Can GPT models Follow Human Summarization Guidelines? A Study for Targeted Communication Goals
Yongxin Zhou, Fabien Ringeval, François Portet
TL;DR
This study systematically evaluates whether GPT models (ChatGPT, GPT-4, GPT-4o) can generate dialogue summaries that adhere to human summarization guidelines, using DialogSum (English) and DECODA (French) as target datasets. It explores a spectrum of prompts (WordLimit, HG, HGR, and HG(R)→WL) and evaluates outputs with ROUGE, BERTScore, LLM-based judgments, and human assessments across Faithfulness, Main Issues, Sub-Issues, and Resolution. The findings show GPTs often outperform task-specific baselines on human-guideline alignment yet lag on automatic metrics, with length and entity-preservation issues in some cases; the two-step prompting approach (HGR→WL) partially mitigates these gaps. The results underscore the need for evaluation metrics that align with concrete guidelines and targeted communication goals, and they point to practical implications for applying LLMs in goal-directed dialogue summarization and evaluation. Overall, the work highlights both the promise and limitations of using LLMs for guideline-driven summarization and suggests concrete directions for improving evaluation methods and prompting strategies.
Abstract
This study investigates the ability of GPT models (ChatGPT, GPT-4 and GPT-4o) to generate dialogue summaries that adhere to human guidelines. Our evaluation involved experimenting with various prompts to guide the models in complying with guidelines on two datasets: DialogSum (English social conversations) and DECODA (French call center interactions).
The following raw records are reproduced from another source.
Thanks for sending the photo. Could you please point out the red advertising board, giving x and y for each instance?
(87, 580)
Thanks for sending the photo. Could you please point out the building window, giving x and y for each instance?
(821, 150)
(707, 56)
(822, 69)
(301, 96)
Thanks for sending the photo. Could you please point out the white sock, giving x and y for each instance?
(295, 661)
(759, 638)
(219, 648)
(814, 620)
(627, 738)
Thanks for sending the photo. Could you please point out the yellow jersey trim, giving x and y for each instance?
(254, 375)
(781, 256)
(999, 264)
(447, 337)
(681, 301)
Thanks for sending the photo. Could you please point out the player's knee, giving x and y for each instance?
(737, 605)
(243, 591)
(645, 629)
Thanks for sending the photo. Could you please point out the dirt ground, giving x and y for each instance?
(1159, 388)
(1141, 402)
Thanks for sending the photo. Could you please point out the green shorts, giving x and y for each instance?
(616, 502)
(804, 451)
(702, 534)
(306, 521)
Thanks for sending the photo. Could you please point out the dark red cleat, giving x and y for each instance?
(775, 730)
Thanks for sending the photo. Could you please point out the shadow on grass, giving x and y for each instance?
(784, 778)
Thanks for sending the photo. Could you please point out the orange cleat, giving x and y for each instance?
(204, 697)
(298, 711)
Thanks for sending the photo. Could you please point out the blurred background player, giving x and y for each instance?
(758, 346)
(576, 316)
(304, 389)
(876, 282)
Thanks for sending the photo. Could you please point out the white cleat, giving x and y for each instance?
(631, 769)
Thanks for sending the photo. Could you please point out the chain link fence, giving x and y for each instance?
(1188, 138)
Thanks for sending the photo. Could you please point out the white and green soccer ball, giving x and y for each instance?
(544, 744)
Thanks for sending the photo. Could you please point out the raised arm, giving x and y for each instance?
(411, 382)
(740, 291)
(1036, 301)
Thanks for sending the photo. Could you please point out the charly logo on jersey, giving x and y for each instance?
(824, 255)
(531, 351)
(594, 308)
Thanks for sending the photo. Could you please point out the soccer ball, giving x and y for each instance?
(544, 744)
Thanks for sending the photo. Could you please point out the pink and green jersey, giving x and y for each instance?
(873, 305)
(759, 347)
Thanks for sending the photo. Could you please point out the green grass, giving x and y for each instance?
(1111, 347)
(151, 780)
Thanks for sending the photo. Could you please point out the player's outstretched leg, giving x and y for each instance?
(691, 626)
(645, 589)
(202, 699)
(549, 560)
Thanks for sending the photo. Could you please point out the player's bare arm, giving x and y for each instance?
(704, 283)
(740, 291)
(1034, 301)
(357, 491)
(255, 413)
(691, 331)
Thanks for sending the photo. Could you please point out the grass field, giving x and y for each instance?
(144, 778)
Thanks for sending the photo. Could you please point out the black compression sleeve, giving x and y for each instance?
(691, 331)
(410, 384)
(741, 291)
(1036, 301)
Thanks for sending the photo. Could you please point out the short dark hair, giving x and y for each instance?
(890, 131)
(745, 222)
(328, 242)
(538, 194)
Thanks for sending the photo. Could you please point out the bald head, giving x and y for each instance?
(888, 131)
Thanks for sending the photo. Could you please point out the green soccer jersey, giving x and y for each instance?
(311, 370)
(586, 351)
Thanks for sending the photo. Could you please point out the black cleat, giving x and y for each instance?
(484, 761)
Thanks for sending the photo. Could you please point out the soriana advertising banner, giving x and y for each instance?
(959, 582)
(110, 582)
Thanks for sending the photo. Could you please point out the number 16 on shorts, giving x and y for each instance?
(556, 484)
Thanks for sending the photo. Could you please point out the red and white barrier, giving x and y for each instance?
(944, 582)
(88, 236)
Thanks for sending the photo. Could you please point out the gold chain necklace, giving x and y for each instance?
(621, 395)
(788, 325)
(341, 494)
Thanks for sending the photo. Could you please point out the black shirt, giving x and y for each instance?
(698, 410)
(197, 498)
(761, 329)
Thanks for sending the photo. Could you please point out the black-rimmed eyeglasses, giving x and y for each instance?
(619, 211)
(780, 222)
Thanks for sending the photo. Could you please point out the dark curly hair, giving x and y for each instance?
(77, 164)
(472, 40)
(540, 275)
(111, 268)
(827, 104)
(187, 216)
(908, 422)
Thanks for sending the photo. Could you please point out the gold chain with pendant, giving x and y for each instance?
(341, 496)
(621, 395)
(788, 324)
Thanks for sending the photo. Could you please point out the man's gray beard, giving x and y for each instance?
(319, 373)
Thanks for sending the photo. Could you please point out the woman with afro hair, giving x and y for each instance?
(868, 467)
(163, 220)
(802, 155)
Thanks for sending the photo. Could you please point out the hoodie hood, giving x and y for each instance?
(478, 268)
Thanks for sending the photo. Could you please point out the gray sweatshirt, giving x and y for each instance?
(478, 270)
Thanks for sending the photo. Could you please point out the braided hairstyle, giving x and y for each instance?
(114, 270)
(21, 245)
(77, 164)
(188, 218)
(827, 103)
Human evaluation, based on summarization guidelines, served as the primary assessment method, complemented by extensive quantitative and qualitative analyses. Our findings reveal a preference for GPT-generated summaries over those from task-specific pre-trained models and reference summaries, highlighting GPT models' ability to follow human guidelines despite occasionally producing longer outputs and exhibiting divergent lexical and structural alignment with references. The discrepancy between ROUGE, BERTScore, and human evaluation underscores the need for more reliable automatic evaluation metrics.